How to Tell If It’s Something More Serious
Black stool can also signal bleeding in the upper digestive tract, from the esophagus, stomach, or upper small intestine. Blood that travels through the full length of the gut gets digested along the way, turning it dark. This produces a distinctive type of stool called melena, and it looks quite different from hard, pellet-shaped constipation stools.
Melena is jet black, tarry, and sticky. It doesn’t come out as firm, separate balls. It has a thick, almost tar-like consistency and often a strong, unusually foul smell. If your stool matches that description, the cause is likely internal bleeding rather than diet. Discrete, firm, round pellets are far more consistent with constipation and dietary coloring.
Bleeding serious enough to change your stool color usually comes with other symptoms: cramping or pain in your abdomen, feeling lightheaded or dizzy, unusual fatigue, or shortness of breath. Severe bleeding can cause signs of shock, including confusion, a rapid heartbeat, pale skin, cold hands and feet, and sweating. Those symptoms require emergency medical attention.
Getting Your Stool Back to Normal
If constipation is the root cause, the goal is to soften your stool and speed up transit time. Start with the basics: aim for 25 to 30 grams of fiber per day from fruits, vegetables, legumes, and whole grains. Drink more water, since fiber works by absorbing fluid and adding bulk. Even a short daily walk helps stimulate the muscles that move waste through your colon.
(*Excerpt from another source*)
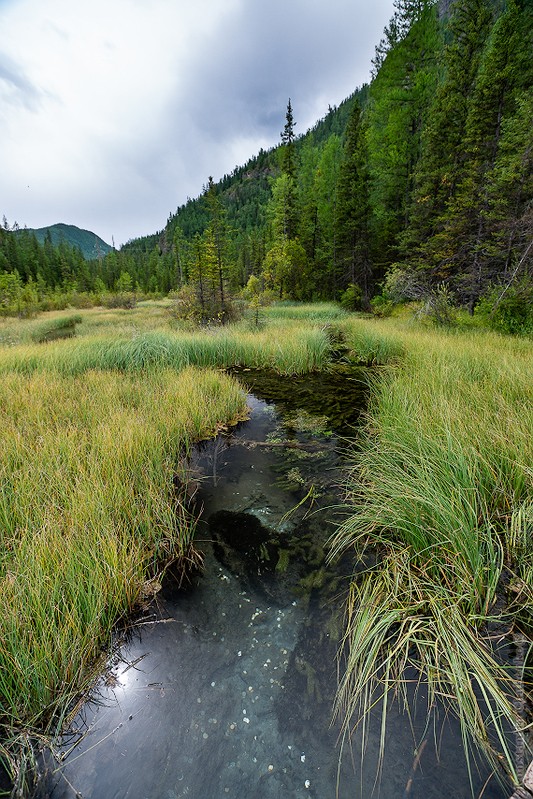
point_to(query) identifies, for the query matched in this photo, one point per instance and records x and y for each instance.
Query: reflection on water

If dietary changes alone aren’t enough, an over-the-counter osmotic laxative or stool softener can help in the short term. These work by drawing water into the intestine or keeping moisture in the stool. Most people see improvement within one to three days. For constipation that keeps coming back despite these steps, it’s worth having a conversation with a doctor to rule out slower-moving causes like thyroid issues or pelvic floor dysfunction.
If supplements are darkening the color, switching the form you take can sometimes help. Liquid iron supplements, for instance, tend to cause less constipation than tablets, which addresses both the color and the pellet shape at once.